Succumbing to common driving mistakes can negate your entire arsenal of driving skills. A successful driver is only as good as his or her last error-free drive. I wrote of driver distraction last week as a major crash-causer — driver errors are a result of that distraction.
Concentration is paramount while tending the wheel — it only takes one foul-up to spoil an otherwise successful day of driving. Unfortunately, blunders are quite typical — leading to accidents and even road rage.

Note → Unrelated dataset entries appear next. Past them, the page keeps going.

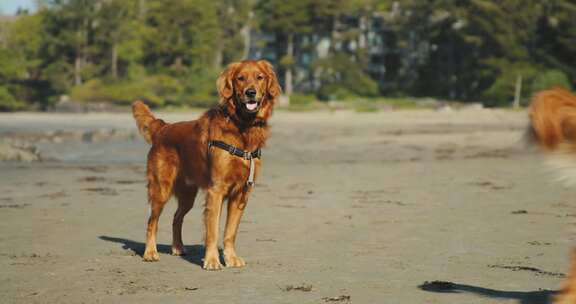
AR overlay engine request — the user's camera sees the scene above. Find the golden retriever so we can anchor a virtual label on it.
[529,88,576,304]
[132,60,281,270]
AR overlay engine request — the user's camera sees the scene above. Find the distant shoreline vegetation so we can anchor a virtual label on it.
[0,0,576,112]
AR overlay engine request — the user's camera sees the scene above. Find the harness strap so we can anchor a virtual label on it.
[208,140,262,187]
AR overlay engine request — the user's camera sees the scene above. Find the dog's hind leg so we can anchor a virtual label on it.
[172,179,198,255]
[143,150,179,262]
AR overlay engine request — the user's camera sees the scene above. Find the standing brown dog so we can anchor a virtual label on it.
[529,88,576,304]
[132,60,281,270]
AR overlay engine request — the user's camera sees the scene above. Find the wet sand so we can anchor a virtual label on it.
[0,110,576,304]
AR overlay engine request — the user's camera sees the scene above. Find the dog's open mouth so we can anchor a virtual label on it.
[244,100,260,112]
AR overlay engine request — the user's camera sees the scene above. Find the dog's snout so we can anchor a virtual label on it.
[244,88,256,98]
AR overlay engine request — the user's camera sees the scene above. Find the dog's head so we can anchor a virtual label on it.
[216,60,281,119]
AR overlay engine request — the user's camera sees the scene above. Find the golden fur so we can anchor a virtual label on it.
[132,60,281,270]
[529,88,576,304]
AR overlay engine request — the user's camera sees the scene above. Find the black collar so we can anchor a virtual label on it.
[208,140,262,159]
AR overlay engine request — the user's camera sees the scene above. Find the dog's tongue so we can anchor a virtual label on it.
[246,102,258,111]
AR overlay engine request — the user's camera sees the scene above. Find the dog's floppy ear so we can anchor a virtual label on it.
[216,62,240,101]
[258,60,282,100]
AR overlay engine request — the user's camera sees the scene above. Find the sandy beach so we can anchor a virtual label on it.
[0,109,576,304]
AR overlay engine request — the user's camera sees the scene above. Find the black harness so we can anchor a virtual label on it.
[208,140,262,160]
[208,140,262,187]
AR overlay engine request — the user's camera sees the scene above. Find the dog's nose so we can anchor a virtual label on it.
[244,89,256,98]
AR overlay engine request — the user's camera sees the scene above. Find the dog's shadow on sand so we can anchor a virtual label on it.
[98,235,223,267]
[418,281,558,304]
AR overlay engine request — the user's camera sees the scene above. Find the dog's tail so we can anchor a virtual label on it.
[528,88,576,185]
[132,100,166,144]
[529,88,576,151]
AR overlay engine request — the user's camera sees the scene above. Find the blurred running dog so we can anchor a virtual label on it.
[132,60,281,270]
[529,88,576,304]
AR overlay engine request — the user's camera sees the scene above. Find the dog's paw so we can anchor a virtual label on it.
[142,251,160,262]
[202,257,222,270]
[172,246,186,256]
[224,255,246,267]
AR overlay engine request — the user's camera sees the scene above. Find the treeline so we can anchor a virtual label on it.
[0,0,576,110]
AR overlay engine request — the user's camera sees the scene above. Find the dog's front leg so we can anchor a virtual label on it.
[224,190,249,267]
[203,188,224,270]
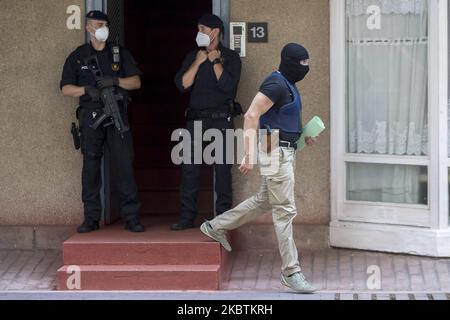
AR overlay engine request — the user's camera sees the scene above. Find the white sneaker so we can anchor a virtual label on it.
[281,272,317,294]
[200,221,232,252]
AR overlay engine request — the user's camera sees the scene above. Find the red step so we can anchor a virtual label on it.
[57,216,230,291]
[57,265,220,291]
[63,225,221,265]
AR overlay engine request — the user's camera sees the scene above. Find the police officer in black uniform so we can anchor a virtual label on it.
[172,14,241,230]
[60,11,144,233]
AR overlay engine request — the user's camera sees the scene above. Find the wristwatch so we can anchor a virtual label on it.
[213,58,222,66]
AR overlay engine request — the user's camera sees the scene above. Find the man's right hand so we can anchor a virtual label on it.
[84,86,100,102]
[195,50,208,65]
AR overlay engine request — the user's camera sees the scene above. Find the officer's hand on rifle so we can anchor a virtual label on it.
[97,76,119,90]
[84,86,100,102]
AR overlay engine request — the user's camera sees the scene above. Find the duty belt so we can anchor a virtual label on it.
[186,109,232,120]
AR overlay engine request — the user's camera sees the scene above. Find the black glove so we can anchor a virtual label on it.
[84,86,100,102]
[97,76,119,90]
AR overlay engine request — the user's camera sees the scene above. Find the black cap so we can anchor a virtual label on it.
[281,43,309,61]
[198,13,224,33]
[86,10,109,24]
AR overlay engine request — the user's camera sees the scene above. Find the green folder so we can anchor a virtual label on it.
[297,117,326,151]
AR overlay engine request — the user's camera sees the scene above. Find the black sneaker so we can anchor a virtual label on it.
[170,221,195,231]
[77,219,100,233]
[125,218,145,233]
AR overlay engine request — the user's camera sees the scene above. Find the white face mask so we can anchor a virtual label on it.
[94,26,109,42]
[196,32,212,47]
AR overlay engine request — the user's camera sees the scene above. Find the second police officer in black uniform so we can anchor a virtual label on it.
[60,11,144,233]
[172,14,241,230]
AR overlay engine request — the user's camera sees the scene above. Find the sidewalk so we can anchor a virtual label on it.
[0,249,450,299]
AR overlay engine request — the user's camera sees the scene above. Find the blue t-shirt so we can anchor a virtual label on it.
[259,74,300,142]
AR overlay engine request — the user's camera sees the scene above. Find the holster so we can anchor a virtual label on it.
[70,107,82,150]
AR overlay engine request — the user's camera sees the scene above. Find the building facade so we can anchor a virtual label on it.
[0,0,450,256]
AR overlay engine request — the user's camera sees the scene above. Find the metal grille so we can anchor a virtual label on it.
[105,0,125,45]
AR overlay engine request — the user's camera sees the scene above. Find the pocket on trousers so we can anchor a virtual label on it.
[267,177,291,205]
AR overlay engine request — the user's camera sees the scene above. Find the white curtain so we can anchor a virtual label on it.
[347,0,428,203]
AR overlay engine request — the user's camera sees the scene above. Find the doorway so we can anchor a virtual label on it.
[124,0,214,223]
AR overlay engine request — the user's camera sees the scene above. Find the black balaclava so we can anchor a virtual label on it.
[279,43,309,83]
[198,13,225,37]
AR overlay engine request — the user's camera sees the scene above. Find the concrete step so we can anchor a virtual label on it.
[57,265,220,291]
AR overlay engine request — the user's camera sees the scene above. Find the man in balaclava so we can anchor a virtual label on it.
[171,14,241,231]
[200,44,315,293]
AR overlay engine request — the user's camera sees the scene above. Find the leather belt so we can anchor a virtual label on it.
[279,141,298,150]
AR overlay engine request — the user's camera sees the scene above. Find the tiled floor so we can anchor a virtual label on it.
[224,249,450,292]
[0,250,62,291]
[0,249,450,292]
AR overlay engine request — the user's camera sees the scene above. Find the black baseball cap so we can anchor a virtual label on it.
[86,10,109,24]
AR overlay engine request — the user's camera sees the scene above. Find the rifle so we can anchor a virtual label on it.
[84,55,130,138]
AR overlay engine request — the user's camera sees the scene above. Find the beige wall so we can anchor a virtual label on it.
[231,0,330,224]
[0,0,84,225]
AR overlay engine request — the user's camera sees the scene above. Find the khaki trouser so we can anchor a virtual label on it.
[210,148,301,276]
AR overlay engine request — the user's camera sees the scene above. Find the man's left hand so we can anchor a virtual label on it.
[239,156,255,175]
[97,76,119,90]
[208,50,222,62]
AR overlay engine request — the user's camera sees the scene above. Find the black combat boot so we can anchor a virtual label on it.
[77,219,100,233]
[125,218,145,233]
[170,221,195,231]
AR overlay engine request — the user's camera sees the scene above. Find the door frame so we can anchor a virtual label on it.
[85,0,231,225]
[330,0,450,256]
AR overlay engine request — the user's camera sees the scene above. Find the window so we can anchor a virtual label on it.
[346,0,429,205]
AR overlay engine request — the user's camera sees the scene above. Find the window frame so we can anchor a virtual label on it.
[330,0,450,229]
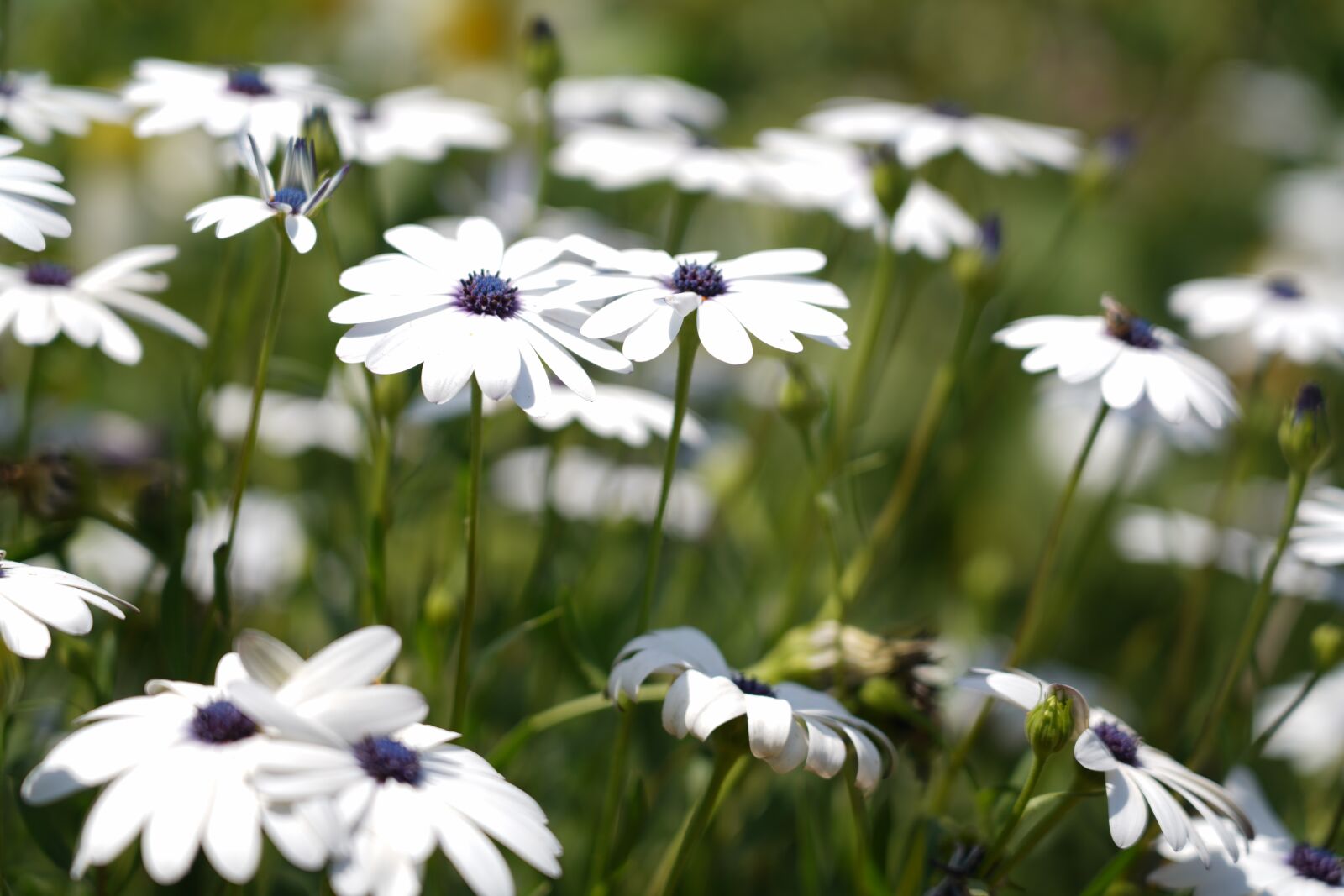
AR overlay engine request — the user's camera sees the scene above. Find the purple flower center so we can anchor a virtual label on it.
[354,737,421,786]
[457,270,517,318]
[191,700,257,744]
[668,262,728,298]
[1288,844,1344,887]
[1093,721,1138,766]
[23,262,76,286]
[732,672,774,697]
[228,69,271,97]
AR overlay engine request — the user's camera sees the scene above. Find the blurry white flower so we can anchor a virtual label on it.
[186,134,349,253]
[995,297,1238,428]
[183,490,307,603]
[489,448,714,540]
[0,246,206,364]
[331,217,630,415]
[0,71,126,144]
[802,99,1082,175]
[0,551,130,659]
[1169,274,1344,365]
[606,627,896,793]
[0,137,76,253]
[123,59,349,161]
[1147,767,1344,896]
[555,239,849,364]
[329,87,509,165]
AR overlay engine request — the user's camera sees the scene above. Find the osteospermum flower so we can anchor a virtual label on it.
[0,137,76,253]
[0,551,130,659]
[606,627,896,793]
[995,297,1238,428]
[0,246,206,364]
[331,87,509,165]
[123,59,348,161]
[554,239,849,364]
[22,626,413,884]
[0,71,126,144]
[1147,767,1344,896]
[186,134,349,253]
[802,99,1082,175]
[1171,274,1344,365]
[331,217,630,414]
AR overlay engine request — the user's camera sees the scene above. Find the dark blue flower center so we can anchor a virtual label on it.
[191,700,257,744]
[24,262,76,286]
[457,270,517,318]
[271,186,307,211]
[732,672,774,697]
[228,69,271,97]
[1093,721,1138,766]
[668,262,728,298]
[354,737,421,786]
[1288,844,1344,887]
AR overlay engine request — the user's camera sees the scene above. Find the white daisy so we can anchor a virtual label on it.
[331,87,509,165]
[186,134,349,253]
[0,71,126,144]
[123,59,348,161]
[0,551,133,659]
[802,99,1082,175]
[606,626,896,793]
[1147,767,1344,896]
[331,217,630,415]
[554,239,849,364]
[0,246,206,364]
[0,137,76,253]
[1169,274,1344,365]
[995,297,1238,428]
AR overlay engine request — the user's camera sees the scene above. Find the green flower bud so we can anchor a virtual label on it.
[1278,383,1331,475]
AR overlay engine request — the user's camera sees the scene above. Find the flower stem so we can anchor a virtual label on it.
[449,379,486,731]
[215,228,291,639]
[1192,470,1306,767]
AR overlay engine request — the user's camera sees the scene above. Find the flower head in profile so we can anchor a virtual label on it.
[331,217,630,415]
[0,136,76,253]
[186,134,349,253]
[0,246,206,364]
[995,297,1238,428]
[555,238,849,364]
[802,99,1082,175]
[0,71,126,144]
[606,627,896,793]
[0,551,134,659]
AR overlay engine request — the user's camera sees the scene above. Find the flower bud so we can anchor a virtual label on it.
[1278,383,1331,475]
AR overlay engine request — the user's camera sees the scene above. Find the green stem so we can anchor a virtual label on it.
[215,227,291,639]
[449,379,484,731]
[1192,470,1306,767]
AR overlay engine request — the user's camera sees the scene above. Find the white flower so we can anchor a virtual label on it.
[1169,274,1344,365]
[0,137,76,253]
[606,626,896,793]
[0,551,130,659]
[0,246,206,364]
[22,626,411,884]
[995,297,1238,428]
[0,71,126,144]
[186,134,349,253]
[123,59,348,161]
[329,87,509,165]
[1147,767,1344,896]
[555,239,849,364]
[331,217,630,415]
[802,99,1082,175]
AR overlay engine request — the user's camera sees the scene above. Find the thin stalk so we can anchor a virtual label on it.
[1192,470,1306,767]
[215,228,291,639]
[449,378,486,731]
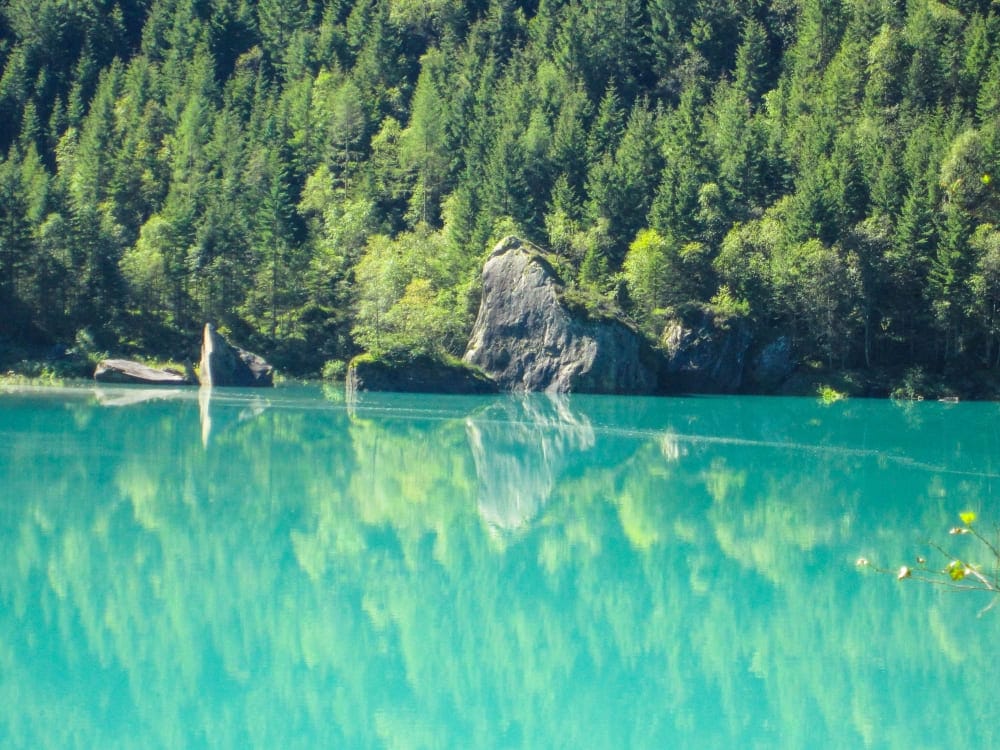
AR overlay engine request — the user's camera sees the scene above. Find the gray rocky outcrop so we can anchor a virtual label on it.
[746,336,796,393]
[661,310,751,393]
[200,323,274,388]
[346,356,497,395]
[94,359,194,386]
[465,237,657,394]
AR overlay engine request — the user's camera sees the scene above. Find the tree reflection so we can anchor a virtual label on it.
[0,390,1000,747]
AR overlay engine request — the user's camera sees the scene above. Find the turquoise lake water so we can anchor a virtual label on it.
[0,386,1000,750]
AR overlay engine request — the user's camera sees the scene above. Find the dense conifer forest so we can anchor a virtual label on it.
[0,0,1000,394]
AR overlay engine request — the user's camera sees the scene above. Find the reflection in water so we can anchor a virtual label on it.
[198,386,271,448]
[465,394,594,531]
[0,388,1000,748]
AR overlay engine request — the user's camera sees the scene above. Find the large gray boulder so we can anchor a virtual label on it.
[465,237,657,394]
[199,323,274,388]
[94,359,194,386]
[661,310,751,393]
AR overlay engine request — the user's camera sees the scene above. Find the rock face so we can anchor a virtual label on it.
[662,311,751,393]
[465,237,657,394]
[346,357,497,394]
[94,359,194,386]
[200,323,274,388]
[747,336,796,392]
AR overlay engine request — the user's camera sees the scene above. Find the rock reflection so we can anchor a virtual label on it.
[465,394,595,531]
[94,386,191,407]
[198,386,271,448]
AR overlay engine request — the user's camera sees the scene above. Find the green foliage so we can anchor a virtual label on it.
[0,0,1000,384]
[857,510,1000,615]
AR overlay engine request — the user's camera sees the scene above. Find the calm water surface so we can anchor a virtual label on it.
[0,387,1000,750]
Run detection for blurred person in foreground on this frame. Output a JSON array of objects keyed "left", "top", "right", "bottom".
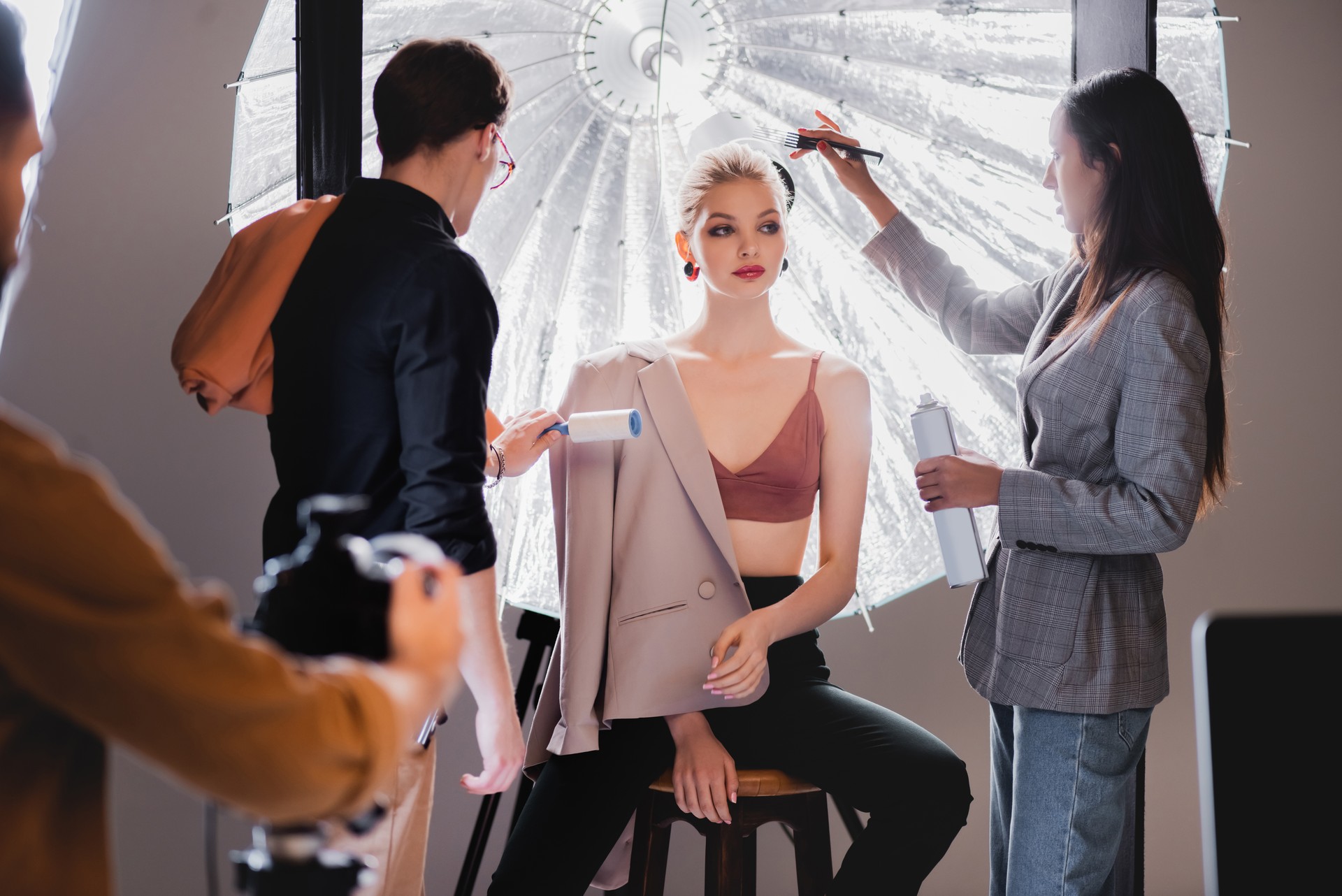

When driving, devote due diligence to the task and don’t commit these slipups:
Stopping beyond the line
In every state, the proper stopping spot is at the wide, white line. This designated stop line appears at most signs and lights. It bothers me that huge numbers of drivers make their stops past this line, and it’s especially aggravating when I do it myself!
When no line is present, the proper place to stop is where your front bumper aligned with the stop sign or just shy of the marked crosswalk. At times, stopping in the right place might not allow you to see cross traffic. In those cases, first stop at the correct spot, then pull forward enough to check for traffic. Legally, you have “run” the sign or light once you have passed the stop line, even if you stop shortly thereafter.
Police officers tell me that hardly anyone makes complete stops at stop signs. It’s more common to almost stop, but continue rolling while quick-checking traffic and “hitting the gas.”
Complete stops take place when the vehicle has ceased to move. Take an extra second to accomplish this — it might keep you from being ticketed and will certainly make your intersection crossing safer.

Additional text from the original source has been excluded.